Ann Am Thorac Soc. 2022 Aug 4. doi: 10.1513/AnnalsATS.202204-328OC. Online ahead of print.
RATIONALE: Historically sarcoidosis was described as a restrictive lung disease, but several alternative phenotypes of pulmonary function have been observed. Pulmonary function phenotypes in sarcoidosis may represent different clinical and/or molecular phenotypes.
OBJECTIVE: To characterize the prevalence of different pulmonary function phenotypes in a large and diverse sarcoidosis cohort from a tertiary care referral center.
METHODS: We identified individuals seen between 2005-2015 with a confirmed diagnosis of sarcoidosis. Data were collected from the first pulmonary function test (PFT) performed at our institution which included spirometry and diffusing capacity (DLCO). Demographics and clinical data were collected. Chi-squared analyses and multiple linear regressions were done to assess statistical differences and associations. Global Lung Function Initiative equations were used to calculate percent predicted measurements for spirometry and DLCO.
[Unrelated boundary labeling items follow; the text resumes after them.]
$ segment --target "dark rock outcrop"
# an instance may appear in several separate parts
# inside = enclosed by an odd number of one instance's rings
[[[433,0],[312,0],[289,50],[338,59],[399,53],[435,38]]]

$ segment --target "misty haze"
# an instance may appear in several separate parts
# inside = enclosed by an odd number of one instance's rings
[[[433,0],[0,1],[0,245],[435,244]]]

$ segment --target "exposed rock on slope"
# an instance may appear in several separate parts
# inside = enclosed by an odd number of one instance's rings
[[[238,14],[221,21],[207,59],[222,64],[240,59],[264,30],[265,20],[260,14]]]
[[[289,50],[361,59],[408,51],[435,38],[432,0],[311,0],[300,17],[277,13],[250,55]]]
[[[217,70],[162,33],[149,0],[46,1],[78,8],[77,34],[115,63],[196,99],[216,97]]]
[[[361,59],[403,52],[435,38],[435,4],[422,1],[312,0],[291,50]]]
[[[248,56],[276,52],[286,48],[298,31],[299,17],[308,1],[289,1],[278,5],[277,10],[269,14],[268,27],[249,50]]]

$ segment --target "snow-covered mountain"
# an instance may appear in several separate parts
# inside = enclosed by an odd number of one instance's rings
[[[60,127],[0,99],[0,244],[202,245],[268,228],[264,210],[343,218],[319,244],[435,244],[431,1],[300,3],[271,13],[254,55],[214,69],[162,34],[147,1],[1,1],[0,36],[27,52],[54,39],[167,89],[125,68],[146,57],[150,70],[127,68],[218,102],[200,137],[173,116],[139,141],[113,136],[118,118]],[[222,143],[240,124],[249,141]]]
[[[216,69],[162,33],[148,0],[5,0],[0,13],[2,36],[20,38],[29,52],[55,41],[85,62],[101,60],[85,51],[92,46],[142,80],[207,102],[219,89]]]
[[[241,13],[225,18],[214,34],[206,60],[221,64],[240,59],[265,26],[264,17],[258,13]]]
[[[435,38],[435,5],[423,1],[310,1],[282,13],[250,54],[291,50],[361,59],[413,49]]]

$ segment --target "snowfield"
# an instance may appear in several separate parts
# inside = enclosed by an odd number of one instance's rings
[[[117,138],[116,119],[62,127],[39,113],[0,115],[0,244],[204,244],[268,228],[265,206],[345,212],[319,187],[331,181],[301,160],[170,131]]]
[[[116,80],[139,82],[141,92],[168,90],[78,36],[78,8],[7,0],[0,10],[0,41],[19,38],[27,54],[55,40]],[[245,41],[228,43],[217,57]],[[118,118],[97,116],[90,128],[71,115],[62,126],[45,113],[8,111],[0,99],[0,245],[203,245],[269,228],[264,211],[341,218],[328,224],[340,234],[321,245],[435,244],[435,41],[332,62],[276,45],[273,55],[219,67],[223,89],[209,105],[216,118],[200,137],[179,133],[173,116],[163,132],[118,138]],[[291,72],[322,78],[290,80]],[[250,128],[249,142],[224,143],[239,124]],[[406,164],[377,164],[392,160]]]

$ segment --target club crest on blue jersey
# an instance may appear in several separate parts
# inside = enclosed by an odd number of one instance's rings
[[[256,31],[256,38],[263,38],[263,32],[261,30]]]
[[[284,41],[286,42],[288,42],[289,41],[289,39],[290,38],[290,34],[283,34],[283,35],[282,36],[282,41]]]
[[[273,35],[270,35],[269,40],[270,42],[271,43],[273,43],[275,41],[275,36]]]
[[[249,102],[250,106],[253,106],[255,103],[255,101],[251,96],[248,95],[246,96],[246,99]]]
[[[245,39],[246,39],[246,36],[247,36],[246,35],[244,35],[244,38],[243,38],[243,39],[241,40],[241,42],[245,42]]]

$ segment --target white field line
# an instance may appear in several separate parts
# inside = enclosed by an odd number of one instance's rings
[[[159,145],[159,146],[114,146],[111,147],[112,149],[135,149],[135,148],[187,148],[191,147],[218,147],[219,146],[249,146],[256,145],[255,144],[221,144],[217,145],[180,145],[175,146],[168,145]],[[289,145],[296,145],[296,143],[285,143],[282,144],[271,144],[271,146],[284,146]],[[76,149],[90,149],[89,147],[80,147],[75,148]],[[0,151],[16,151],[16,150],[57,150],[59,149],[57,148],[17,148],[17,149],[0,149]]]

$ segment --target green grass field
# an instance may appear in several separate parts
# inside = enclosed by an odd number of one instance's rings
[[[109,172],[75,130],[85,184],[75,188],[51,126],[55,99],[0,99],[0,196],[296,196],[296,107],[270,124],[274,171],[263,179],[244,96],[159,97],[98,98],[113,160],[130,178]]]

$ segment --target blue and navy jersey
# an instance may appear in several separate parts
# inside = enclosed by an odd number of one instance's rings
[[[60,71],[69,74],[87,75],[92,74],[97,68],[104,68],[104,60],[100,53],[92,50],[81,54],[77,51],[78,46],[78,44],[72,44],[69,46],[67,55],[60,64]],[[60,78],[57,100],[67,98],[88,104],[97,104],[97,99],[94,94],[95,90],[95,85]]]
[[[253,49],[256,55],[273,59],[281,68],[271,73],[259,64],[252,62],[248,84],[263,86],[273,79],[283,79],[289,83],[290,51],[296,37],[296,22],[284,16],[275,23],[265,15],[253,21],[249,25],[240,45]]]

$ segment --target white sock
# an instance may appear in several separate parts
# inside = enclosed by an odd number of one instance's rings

RESULTS: Of 602 individuals with sarcoidosis, 93% (562) had pulmonary involvement, 64% (385) were female, and 57% (341) were Black. Of those with pulmonary involvement, 56% had abnormal pulmonary function. Lung function impairment phenotypes included: 47% restriction, 22% obstruction, 15% isolated reduction in DLCO, and 16% combined obstructive restrictive phenotype. Restriction was the most common PFT phenotype among Black individuals (41%), while no lung impairment was most common among White individuals (66%) (p<0.001). Males more frequently had obstruction (19%) compared to females (9%) p=0.001, and females had more restriction (30%) compared to males (21%) p=0.031.
CONCLUSIONS: Among individuals with sarcoidosis and pulmonary function impairment, less than half demonstrated a restrictive phenotype. There were significant differences in pulmonary function phenotypes by race and sex.